By Krutika Pathi
As dusk started to settle in at 5:30 PM on Sunday evening, hundreds of mourners in Carroll Park held up lit candles to the sky, in remembrance of victims killed in Paris where at least 129 lives were lost on Friday.
Mourners gathered around the World War I memorial in Carroll Gardens, as they waited for Brooklyn’s Borough President and other elected officials as well as various religious leaders, who all shared words of consolation and solidarity to a crowd of roughly three hundred people. “It doesn’t matter where terrorists strike, if it’s in Paris or Park Slope, or if it’s in Budapest or Brownsville—we all feel it,” said Borough President Eric L. Adams, who organized the candlelight vigil.
Flanked by flags of the United States and France, as well as Lebanon and Kenya, the memorial in the park served as a symbolic sign of commemoration. Paris and Beirut, of course, endured extreme attacks this week. In April of this year, nearly 150 people were killed in a university in Kenya, at the hands of the Somali militant group Al-Shabaab.
“The only question we must ask ourselves is, are we going to surrender to fear?” said Adams, standing in front of the memorial to address the crowd. “I say no to that. As Americans, we’ve never surrendered to fear.”
Congresswoman Nydia Velázquez shared her grief and showed her support also, echoing Adams’ sentiments. “Let me just say that we are in New York. We know well what terrorism is all about,” she said. “This coming together tonight shows the world that we are all Paris. We are all Kenya. We are all Beirut. We are all victims of these horrific acts.”
Assembly member Jo Anne Simon was present as well. “Carroll Gardens is the home of many people from France who we have welcomed as neighbors, and with whom we grieve this evening,” she said.
Carroll Gardens has recently seen an influx of French population. Gary G. Reilly, Chairman of Community Board 6, explained that “PS 58 has got a French program that’s actually famous in France too, so anyone coming to New York, knows about this dual language French program in Brooklyn.”
But candles were being lit not only by the French people in Carroll Gardens, as people from all over Brooklyn. Aziz Butt traveled from Coney Island to express his sympathies. “I’m part of the Pakistani community in Brooklyn and I wanted to show my support. But I’m not here just for my community, but also for my country and religion,” he said. “Terrorism, anywhere in the world, is very bad. It’s sad that such a small group of individuals are making problems for the whole world.”
Closer to Carroll Gardens is Pearl Morano, a long-time local and retired pattern maker, who is thinking of her cousins in Paris. “It’s a shock to see any of this happening anywhere. They had it here, and now it’s there. It hurts, to acknowledge that this is in a world we live in.”
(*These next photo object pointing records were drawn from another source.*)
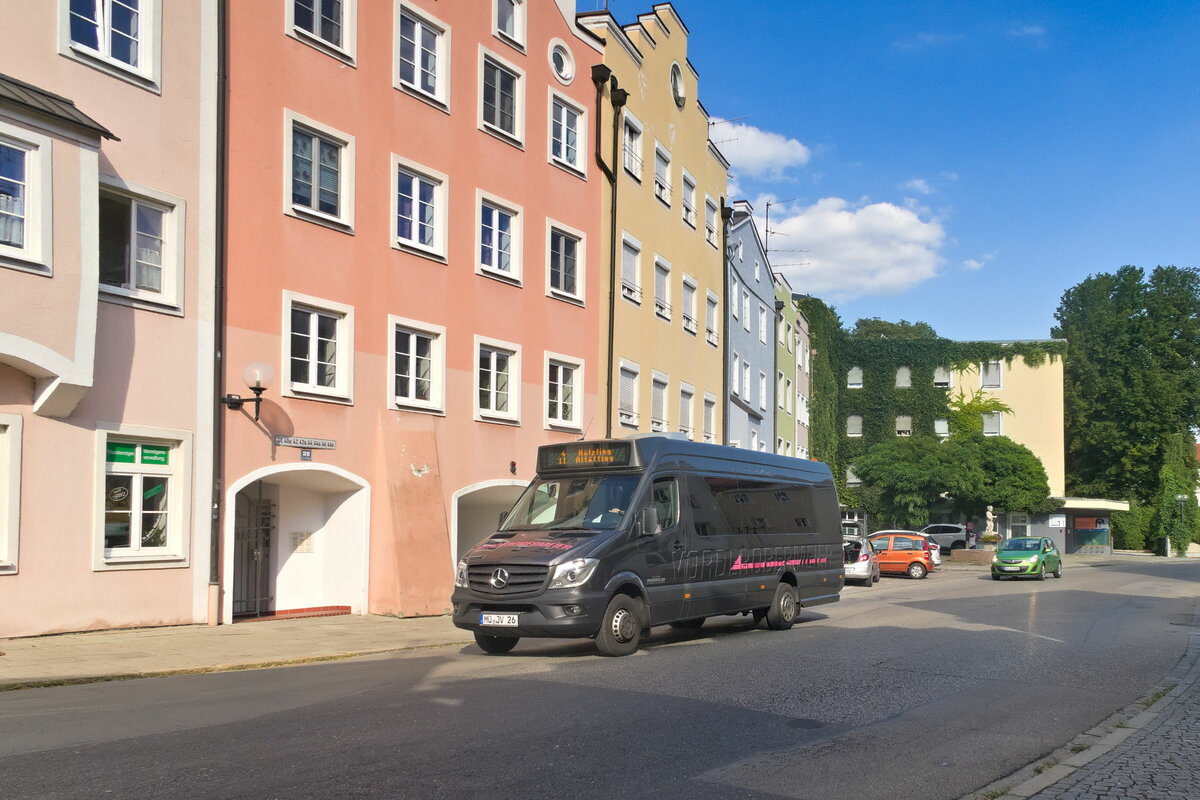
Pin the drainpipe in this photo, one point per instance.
(617, 96)
(219, 409)
(726, 217)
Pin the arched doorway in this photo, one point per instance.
(297, 541)
(477, 510)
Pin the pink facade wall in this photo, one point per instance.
(414, 462)
(149, 367)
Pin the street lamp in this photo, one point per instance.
(1167, 543)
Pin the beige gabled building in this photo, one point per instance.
(661, 241)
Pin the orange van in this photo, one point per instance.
(903, 553)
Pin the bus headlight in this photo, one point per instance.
(573, 573)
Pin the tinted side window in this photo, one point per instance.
(665, 499)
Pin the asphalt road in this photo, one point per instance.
(921, 690)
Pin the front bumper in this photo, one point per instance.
(1017, 570)
(555, 613)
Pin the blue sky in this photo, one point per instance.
(959, 163)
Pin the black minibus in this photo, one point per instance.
(617, 535)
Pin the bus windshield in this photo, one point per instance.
(573, 503)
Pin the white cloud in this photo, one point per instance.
(855, 250)
(756, 152)
(921, 41)
(978, 263)
(919, 185)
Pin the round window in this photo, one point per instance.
(562, 62)
(677, 89)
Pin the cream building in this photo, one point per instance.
(663, 233)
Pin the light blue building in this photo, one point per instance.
(750, 336)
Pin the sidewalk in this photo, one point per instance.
(115, 655)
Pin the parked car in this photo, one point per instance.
(862, 563)
(951, 536)
(1030, 557)
(903, 552)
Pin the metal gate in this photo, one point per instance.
(253, 527)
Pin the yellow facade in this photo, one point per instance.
(661, 250)
(1035, 394)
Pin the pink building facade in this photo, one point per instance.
(413, 252)
(107, 253)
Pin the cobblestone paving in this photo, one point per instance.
(1161, 761)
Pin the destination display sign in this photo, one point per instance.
(305, 443)
(585, 453)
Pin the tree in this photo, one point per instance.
(1131, 377)
(1173, 519)
(875, 328)
(966, 413)
(1007, 476)
(910, 474)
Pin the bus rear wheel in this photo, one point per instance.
(783, 608)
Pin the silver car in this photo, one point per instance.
(862, 563)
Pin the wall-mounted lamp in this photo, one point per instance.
(258, 378)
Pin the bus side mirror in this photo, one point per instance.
(648, 522)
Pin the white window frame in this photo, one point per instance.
(663, 180)
(513, 415)
(342, 391)
(515, 137)
(631, 292)
(580, 164)
(573, 422)
(631, 145)
(148, 73)
(437, 336)
(37, 246)
(688, 304)
(711, 232)
(343, 50)
(345, 218)
(708, 417)
(628, 416)
(174, 229)
(1000, 423)
(520, 23)
(441, 95)
(10, 492)
(688, 199)
(581, 246)
(179, 513)
(663, 304)
(437, 250)
(516, 252)
(712, 318)
(999, 377)
(688, 410)
(660, 386)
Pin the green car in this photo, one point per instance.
(1026, 558)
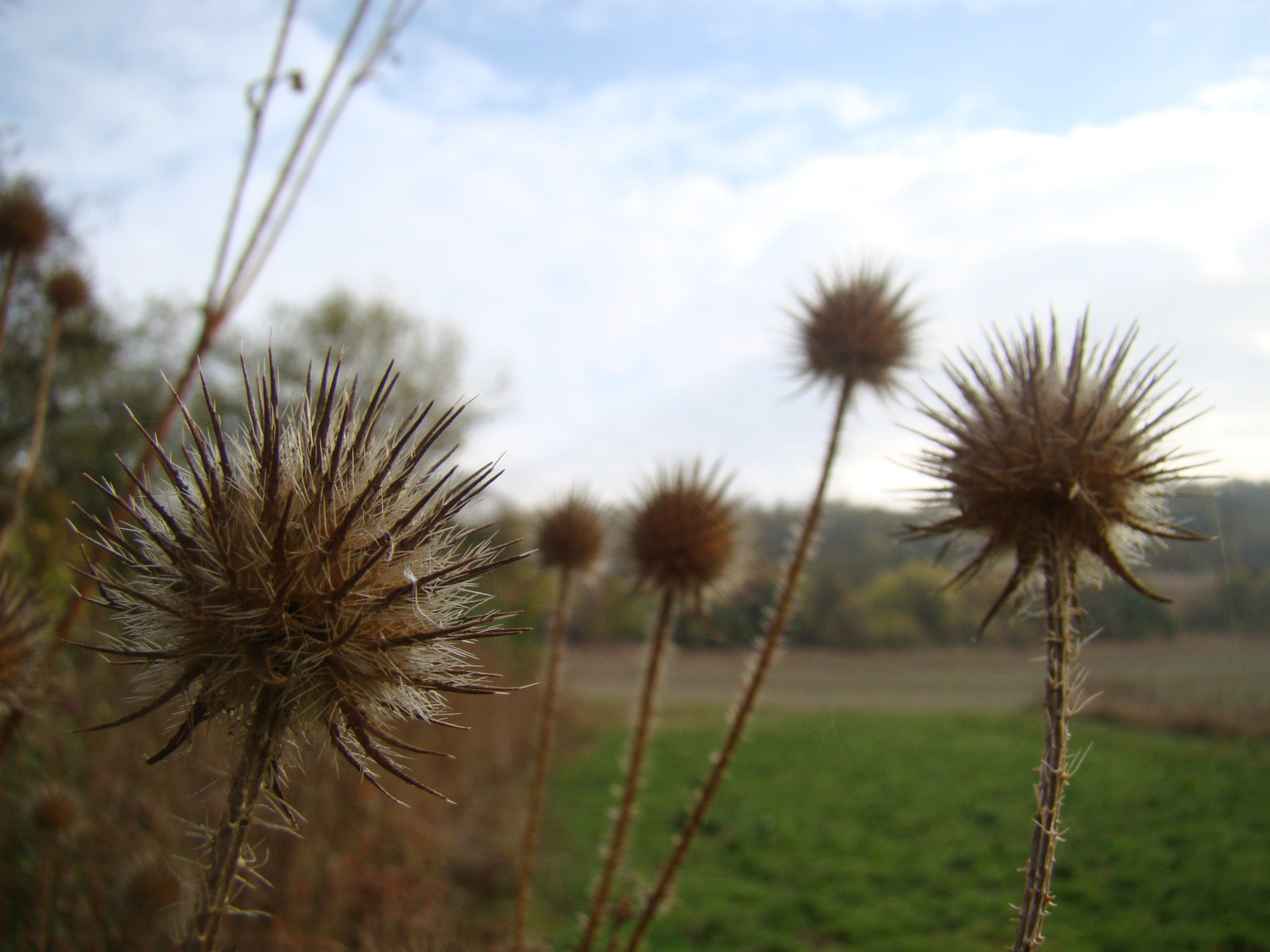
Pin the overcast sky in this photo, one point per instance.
(616, 201)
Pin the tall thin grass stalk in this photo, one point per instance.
(224, 298)
(543, 757)
(634, 771)
(855, 330)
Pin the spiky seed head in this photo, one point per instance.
(22, 628)
(151, 889)
(683, 535)
(66, 289)
(54, 811)
(25, 223)
(1046, 450)
(309, 557)
(858, 328)
(572, 534)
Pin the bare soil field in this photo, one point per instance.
(1213, 672)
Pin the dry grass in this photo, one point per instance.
(1220, 673)
(367, 874)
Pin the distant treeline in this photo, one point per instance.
(868, 588)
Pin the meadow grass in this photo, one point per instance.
(897, 832)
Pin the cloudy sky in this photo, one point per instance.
(616, 201)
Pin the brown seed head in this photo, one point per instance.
(22, 627)
(54, 811)
(683, 536)
(66, 289)
(856, 329)
(25, 224)
(151, 889)
(1044, 452)
(572, 534)
(310, 557)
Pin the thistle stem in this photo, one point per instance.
(634, 772)
(37, 432)
(11, 276)
(259, 751)
(753, 684)
(546, 734)
(1062, 646)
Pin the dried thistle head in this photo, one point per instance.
(22, 630)
(572, 534)
(25, 223)
(151, 889)
(66, 289)
(1046, 451)
(310, 557)
(683, 535)
(856, 328)
(54, 811)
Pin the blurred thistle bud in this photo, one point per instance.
(54, 811)
(572, 534)
(683, 535)
(1043, 451)
(855, 329)
(311, 562)
(25, 223)
(151, 889)
(66, 289)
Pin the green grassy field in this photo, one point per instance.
(895, 832)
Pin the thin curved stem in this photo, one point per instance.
(220, 306)
(546, 734)
(259, 751)
(1061, 702)
(634, 772)
(753, 685)
(253, 141)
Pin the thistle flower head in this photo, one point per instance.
(66, 289)
(683, 535)
(54, 811)
(25, 223)
(856, 329)
(572, 534)
(311, 558)
(22, 626)
(151, 889)
(1046, 451)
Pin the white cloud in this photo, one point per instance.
(626, 253)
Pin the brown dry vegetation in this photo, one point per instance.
(367, 874)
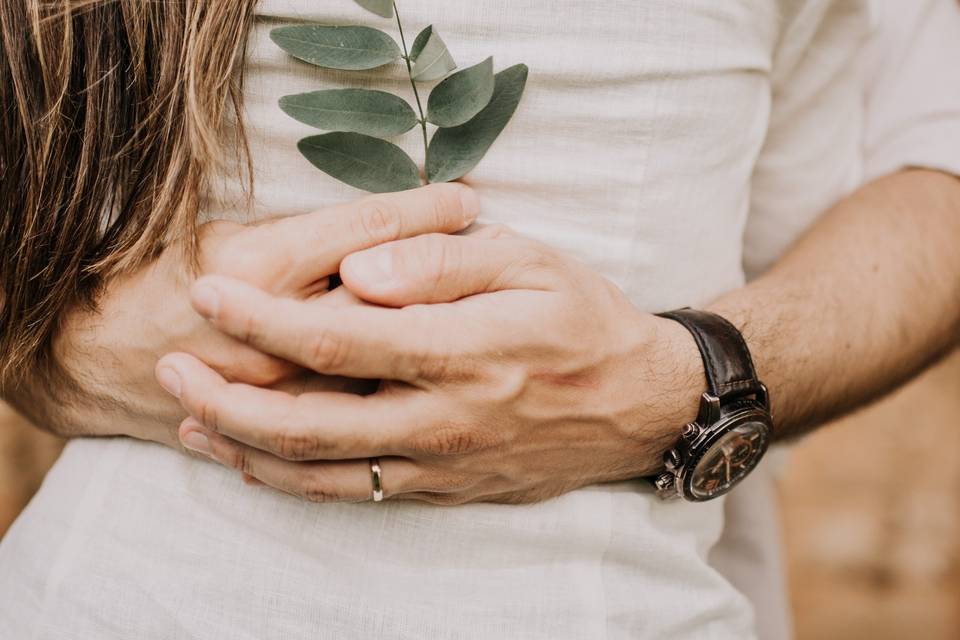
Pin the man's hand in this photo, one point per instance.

Sandy Edi, from France, was in New York visiting friends when she heard the news. “I heard from my friend and sister. To be away from home at the time—it was unbearable,” she said. “But it brings me some peace to gather here with people tonight, and both mourn and support each other.”
Eric Akhund has lived in Brooklyn for twenty years now, after moving to the United States from Pakistan. “My wife is French. We were both shaken when we heard the horrific news. It’s tangible to us, you know? We’ve been to the very same places in Paris, we’ve been there so many times.”
His wife, Nadine Akhund, a historian, is currently doing research at Columbia University. She was on the subway when she got the news. “I thought it was a joke at first. I rushed to get off at 34th street station to get signal, so I could send my family and friends texts, to make sure they’re okay,” she recalled. “These attacks are frightful, but I’m also concerned about what this means for the European Union. When they talk about shutting down the borders, that’s the scary part. Unfortunately, that may be the outcome of this attack.”
As the candles in their hands started to flicker out, the mourners made their way down Smith Street, toward St. Agnes Roman Catholic Church, where an interfaith service took place. Gilford Monrose, lead Pastor at Mt. Zion Church of God 7th Day and President of 67th Precinct Clergy Council, led the way. “Our message is that we stand together in the face of terrorism, to trust that the people of the world will not buckle under the pressure of all these killings,” he said.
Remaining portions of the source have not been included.